Pangeo examples summary

ncclementi commented 3 years ago

This is a document that intends to consolidate the latest discussion results around the Coiled-Pangeo collaboration, and answers some remaining questions regarding speedups and performance.

Let's concentrate on the latest questions by @rabernat posted on https://github.com/dask/distributed/issues/2602#issuecomment-891156357. This comment shows the results of some computations performed with a version of Dask previous and post @gjoseph92 PR on pangeo-binder, where @rabernat can't obtain the same speedups reported previously by @gjoseph92 in https://github.com/dask/distributed/issues/2602#issuecomment-870930134.

Let's breakdown the examples in the notebook that contains the code run by @rabernat on pangeo-binder: https://gist.github.com/rabernat/39d8b6a396e076d168c24167b8871c4b

Side note: I was never able to launch the binder for the Dask version (2021.07.1) so I personally couldn't re-run these cases on pangeo-binder.
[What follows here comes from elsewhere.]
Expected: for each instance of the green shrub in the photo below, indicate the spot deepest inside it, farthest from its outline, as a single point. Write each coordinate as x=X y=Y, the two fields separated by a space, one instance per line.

Cluster configurations used on pangeo-binder

nworkers = 30
worker_memory = 8
worker_cores = 1
use_MALLOC_TRIM_THRESHOLD = True

and setting {"MALLOC_TRIM_THRESHOLD_": "0"} via Dask gateway.

Synthetic Data Example 1:

import dask.array as dsa
import numpy as np
import xarray as xr

data = dsa.random.random((10000, 1000000), chunks=(1, 1000000))
da = xr.DataArray(data, dims=['time', 'x'],
                  coords={'day': ('time', np.arange(10000) % 100)})
clim = da.groupby('day').mean(dim='time')
anom = da.groupby('day') - clim
anom_std = anom.std(dim='time')

For this example @rabernat reports that without use_MALLOC_TRIM_THRESHOLD , workers die, and with use_MALLOC_TRIM_THRESHOLD :

Dask 2020.12.0: 2min 17s
Dask 2021.07.1: 2min 21s

Quoting @rabernat: "I have found that the critical performance issues are largely resolved even in Dask 2020.12.1 when I use options.environment = {"MALLOC_TRIMTHRESHOLD": "0"}....if I don't set MALLOC_TRIMTHRESHOLD, both clusters crash. This leads me to conclude that, for these workloads, MALLOC_TRIMTHRESHOLD is much more important than #4967

Questions from @rabernat:

Is this interpretation correct? Or am I missing something?
If it is correct that MALLOC_TRIMTHRESHOLD makes the biggest differences for these climatology-anomaly-style workloads, is there an alternative workflow that would better highlight the improvements of Co-assign root-ish tasks #4967 for the blog post?

Answer/comments

There are some key points why for this case, @gjoseph92 PR might seem that is not kicking in.

As Matt pointed out in this comment, this is a very gnarly graph, and there is not much that can be done here since it requires to hold all the data, since you need it to compute clim and then again to compute anom_std.
If the cluster has enough total memory to hold the array, (it's 200GiB---not unreasonable), this should still work. Colocation helps (Gabe's)
Gabe reported 6x speedup for this case with a cluster configuration that is different.

n_workers=20,
worker_cpu=2,
worker_memory="10GiB",

and setting {"MALLOC_TRIM_THRESHOLD_": "0"}

But @gjoseph92 mentioned in an email thread: "I also can't reproduce anom_mean failing to compute with an earlier version. Looking at my original performance report I see 19 workers, though I had wait_for_workers(20). It's possible that a worker died at some point and I didn't realize it. Since the dataset was 200GB, losing even 1 worker would make the cluster memory smaller than the dataset, requiring spilling. Note that I don't think anom_mean was a very good test case for this improvement, since it's inherently transfer-heavy."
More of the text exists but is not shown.